Data Problems Limit AI’s Decision-Making Impact for Institutional CRE Investors

Institutional Investors Say “Data Problem” Hinders AI Use in Decision-Making
CRE Market Beat Take
Institutional owners looking to scale AI in underwriting need to prioritize centralized, governed deal data or risk adding complexity without decision-making benefits.

Institutional commercial real estate investors have broadly incorporated artificial intelligence into their investment workflows, but many are not yet seeing meaningful gains in decision-making efficiency. That is the picture emerging from Dealpath’s 2026 State of AI in CRE Investing survey, which highlights a disconnect between high adoption rates and limited realized value.

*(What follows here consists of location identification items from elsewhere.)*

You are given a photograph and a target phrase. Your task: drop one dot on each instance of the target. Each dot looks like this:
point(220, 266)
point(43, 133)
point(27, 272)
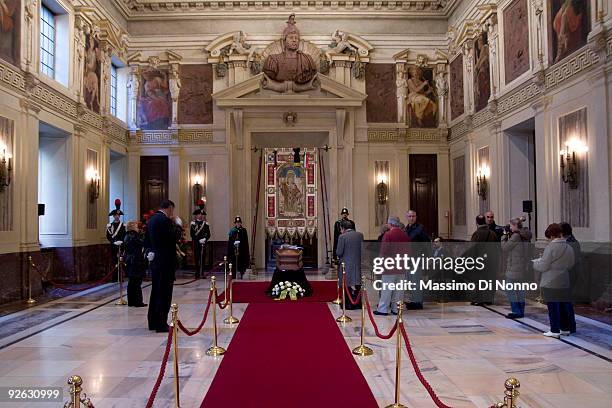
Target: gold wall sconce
point(93, 179)
point(568, 161)
point(382, 189)
point(197, 189)
point(483, 173)
point(6, 167)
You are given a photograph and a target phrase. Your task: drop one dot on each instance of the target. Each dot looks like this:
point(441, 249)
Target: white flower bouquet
point(291, 289)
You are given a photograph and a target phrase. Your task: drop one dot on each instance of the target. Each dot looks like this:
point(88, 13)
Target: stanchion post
point(230, 319)
point(214, 350)
point(398, 358)
point(362, 349)
point(30, 301)
point(343, 318)
point(174, 311)
point(121, 301)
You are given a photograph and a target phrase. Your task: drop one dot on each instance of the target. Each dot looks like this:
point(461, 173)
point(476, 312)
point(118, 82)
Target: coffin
point(289, 259)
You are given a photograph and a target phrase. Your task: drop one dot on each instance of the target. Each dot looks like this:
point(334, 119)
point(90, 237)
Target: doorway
point(423, 172)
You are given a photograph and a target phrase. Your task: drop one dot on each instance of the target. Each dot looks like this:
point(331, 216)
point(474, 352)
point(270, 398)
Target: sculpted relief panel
point(92, 74)
point(568, 27)
point(482, 75)
point(456, 87)
point(10, 28)
point(516, 41)
point(195, 100)
point(422, 101)
point(381, 103)
point(154, 106)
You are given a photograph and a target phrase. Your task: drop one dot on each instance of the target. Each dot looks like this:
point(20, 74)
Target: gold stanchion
point(511, 394)
point(398, 358)
point(121, 301)
point(344, 318)
point(174, 310)
point(214, 350)
point(30, 301)
point(230, 319)
point(362, 349)
point(75, 390)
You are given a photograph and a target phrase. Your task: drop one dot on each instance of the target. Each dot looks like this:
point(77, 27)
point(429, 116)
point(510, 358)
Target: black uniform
point(337, 233)
point(115, 231)
point(161, 240)
point(199, 230)
point(243, 261)
point(134, 261)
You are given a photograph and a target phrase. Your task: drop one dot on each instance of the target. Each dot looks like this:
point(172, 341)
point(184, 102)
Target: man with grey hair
point(390, 247)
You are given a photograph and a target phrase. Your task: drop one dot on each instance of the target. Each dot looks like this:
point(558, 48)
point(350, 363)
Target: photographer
point(515, 246)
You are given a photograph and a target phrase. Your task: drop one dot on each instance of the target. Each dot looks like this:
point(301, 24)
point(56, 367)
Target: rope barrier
point(201, 325)
point(382, 336)
point(65, 287)
point(348, 293)
point(162, 371)
point(417, 370)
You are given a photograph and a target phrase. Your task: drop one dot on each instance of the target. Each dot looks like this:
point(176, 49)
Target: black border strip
point(560, 339)
point(63, 321)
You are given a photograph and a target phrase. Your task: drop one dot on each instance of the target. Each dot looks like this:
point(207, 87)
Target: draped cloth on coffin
point(291, 194)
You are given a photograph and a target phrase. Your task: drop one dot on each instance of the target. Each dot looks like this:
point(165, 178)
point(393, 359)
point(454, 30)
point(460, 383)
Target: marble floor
point(465, 352)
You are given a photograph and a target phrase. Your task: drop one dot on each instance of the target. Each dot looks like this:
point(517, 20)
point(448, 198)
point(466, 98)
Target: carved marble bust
point(292, 64)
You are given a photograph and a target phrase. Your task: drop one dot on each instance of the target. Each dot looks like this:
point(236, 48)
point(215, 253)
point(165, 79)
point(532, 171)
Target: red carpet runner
point(254, 292)
point(288, 355)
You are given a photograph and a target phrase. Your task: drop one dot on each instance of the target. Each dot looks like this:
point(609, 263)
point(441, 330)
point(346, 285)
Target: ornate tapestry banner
point(291, 193)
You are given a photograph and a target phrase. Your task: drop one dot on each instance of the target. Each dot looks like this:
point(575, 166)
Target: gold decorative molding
point(171, 137)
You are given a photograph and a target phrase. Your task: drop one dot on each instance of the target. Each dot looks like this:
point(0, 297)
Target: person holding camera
point(515, 247)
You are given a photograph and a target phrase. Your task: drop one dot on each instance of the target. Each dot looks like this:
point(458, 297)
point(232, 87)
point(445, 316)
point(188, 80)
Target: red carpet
point(288, 355)
point(254, 292)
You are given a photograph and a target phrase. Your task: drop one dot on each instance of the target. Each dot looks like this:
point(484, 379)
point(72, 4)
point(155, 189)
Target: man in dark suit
point(349, 252)
point(160, 245)
point(338, 231)
point(238, 248)
point(199, 230)
point(115, 234)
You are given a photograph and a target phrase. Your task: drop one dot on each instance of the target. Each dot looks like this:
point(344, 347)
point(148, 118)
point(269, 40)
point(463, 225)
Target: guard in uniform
point(338, 231)
point(115, 233)
point(238, 248)
point(199, 230)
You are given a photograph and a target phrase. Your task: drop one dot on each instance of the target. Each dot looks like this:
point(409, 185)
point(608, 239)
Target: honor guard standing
point(238, 248)
point(338, 231)
point(115, 233)
point(200, 234)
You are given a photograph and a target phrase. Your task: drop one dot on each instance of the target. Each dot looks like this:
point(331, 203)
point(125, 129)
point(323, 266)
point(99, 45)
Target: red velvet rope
point(199, 328)
point(382, 336)
point(162, 371)
point(417, 370)
point(348, 293)
point(65, 287)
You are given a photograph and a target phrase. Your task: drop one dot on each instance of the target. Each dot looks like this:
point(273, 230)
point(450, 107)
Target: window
point(47, 42)
point(113, 90)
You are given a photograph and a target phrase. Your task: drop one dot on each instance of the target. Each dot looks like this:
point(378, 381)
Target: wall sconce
point(6, 168)
point(197, 189)
point(482, 185)
point(569, 163)
point(382, 190)
point(94, 184)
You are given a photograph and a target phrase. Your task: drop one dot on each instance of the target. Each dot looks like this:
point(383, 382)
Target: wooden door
point(423, 173)
point(153, 182)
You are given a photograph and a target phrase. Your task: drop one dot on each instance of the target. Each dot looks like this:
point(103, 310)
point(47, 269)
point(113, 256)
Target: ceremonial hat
point(117, 209)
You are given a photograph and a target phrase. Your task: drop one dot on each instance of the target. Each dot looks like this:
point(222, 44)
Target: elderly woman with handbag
point(554, 266)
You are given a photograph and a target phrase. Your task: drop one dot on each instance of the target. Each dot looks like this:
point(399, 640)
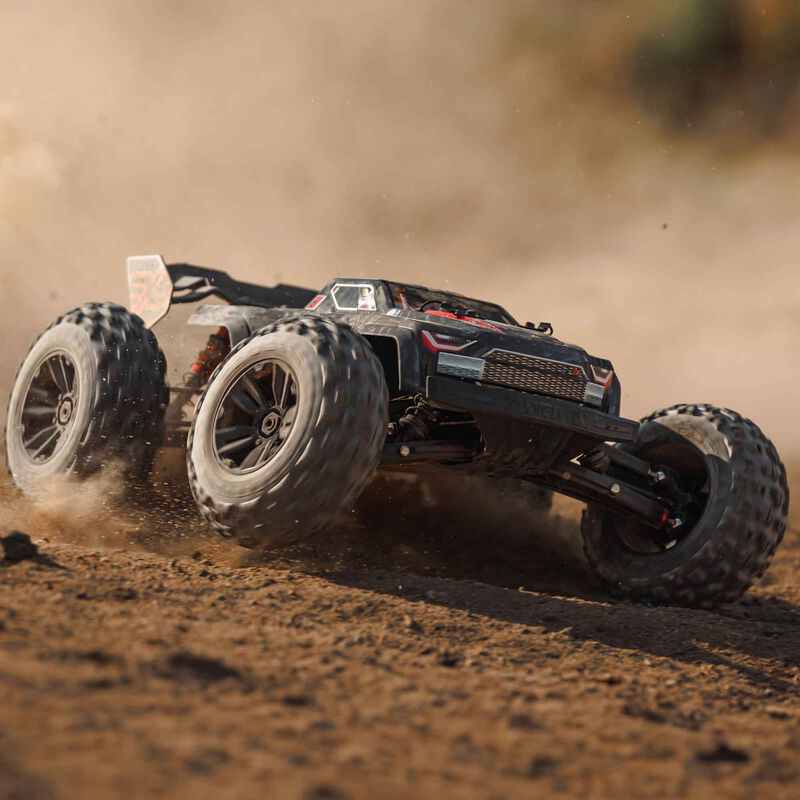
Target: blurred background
point(627, 171)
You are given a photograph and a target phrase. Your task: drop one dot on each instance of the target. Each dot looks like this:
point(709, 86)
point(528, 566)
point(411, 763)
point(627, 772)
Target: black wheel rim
point(48, 411)
point(256, 416)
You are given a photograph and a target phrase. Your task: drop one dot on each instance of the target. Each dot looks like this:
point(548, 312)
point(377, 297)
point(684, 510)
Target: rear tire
point(91, 391)
point(273, 470)
point(738, 527)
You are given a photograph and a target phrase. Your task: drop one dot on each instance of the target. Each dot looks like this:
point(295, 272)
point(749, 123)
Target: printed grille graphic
point(532, 374)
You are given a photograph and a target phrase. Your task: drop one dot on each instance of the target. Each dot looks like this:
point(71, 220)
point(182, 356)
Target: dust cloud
point(481, 147)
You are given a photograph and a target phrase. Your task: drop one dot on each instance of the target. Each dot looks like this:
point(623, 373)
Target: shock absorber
point(418, 421)
point(209, 358)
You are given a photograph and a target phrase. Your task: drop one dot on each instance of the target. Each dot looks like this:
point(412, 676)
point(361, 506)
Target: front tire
point(288, 432)
point(91, 391)
point(734, 527)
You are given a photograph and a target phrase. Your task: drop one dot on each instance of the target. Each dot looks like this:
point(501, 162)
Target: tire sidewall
point(299, 355)
point(76, 343)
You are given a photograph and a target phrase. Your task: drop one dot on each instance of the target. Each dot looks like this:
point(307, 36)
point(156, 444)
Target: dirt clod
point(17, 546)
point(723, 753)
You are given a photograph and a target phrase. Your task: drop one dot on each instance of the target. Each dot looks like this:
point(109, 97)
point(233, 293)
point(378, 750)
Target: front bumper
point(465, 396)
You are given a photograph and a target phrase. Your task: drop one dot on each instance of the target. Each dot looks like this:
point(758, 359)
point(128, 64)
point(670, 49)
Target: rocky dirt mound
point(439, 660)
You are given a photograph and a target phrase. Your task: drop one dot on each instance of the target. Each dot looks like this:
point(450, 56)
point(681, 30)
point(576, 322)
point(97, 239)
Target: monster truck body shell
point(298, 396)
point(500, 397)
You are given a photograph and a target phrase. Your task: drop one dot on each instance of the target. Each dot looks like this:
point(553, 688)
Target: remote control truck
point(299, 396)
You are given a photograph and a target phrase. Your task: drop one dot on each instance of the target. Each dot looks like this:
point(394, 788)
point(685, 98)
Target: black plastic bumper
point(466, 396)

According to the survey, 97% of professionals polled said AI tools are now integrated into their firm’s investment process. Despite this near-universal take-up, only about half of respondents report tangible time savings once they account for the need to verify AI outputs. Specifically, 51% of those surveyed said AI ultimately saves them time after verification is included in the workflow.

For a significant share of investors, AI is actually adding friction. Dealpath found that 41% of respondents believe tasks involving AI take longer than if they were performed manually, largely because every AI-generated output must be checked before it can be relied upon in underwriting or investment committee decisions. This verification burden is limiting AI’s ability to streamline core investment activities.

Survey participants pointed to data, rather than model performance, as the most common source of disappointment. When AI fails to deliver expected benefits, 43% of professionals cited fragmented data as the primary issue. This concern outranked problems such as hallucinated outputs or other limitations of the underlying AI models, indicating that data foundations are a more immediate constraint than algorithmic sophistication.

Dealpath CEO and co-founder Mike Sroka said the results underscore the persistence of what he termed a “data problem” in institutional real estate, even as AI becomes commonplace. He argued that the most powerful step institutional CRE firms can take is to centralize and structure their strategic deal data and establish robust governance around it. In his view, firms that invest in building this foundation will be best positioned to use AI in a trustworthy way.

Sroka suggested that, over the coming decade, competitive differentiation among institutional investors is less likely to hinge on whether they adopt AI, and more on whether they have organized their data to make AI outputs reliable for investment decisions. The survey’s findings imply that AI tools alone are not enough to transform investment processes without a concerted effort to address data fragmentation and quality within firms’ existing information systems.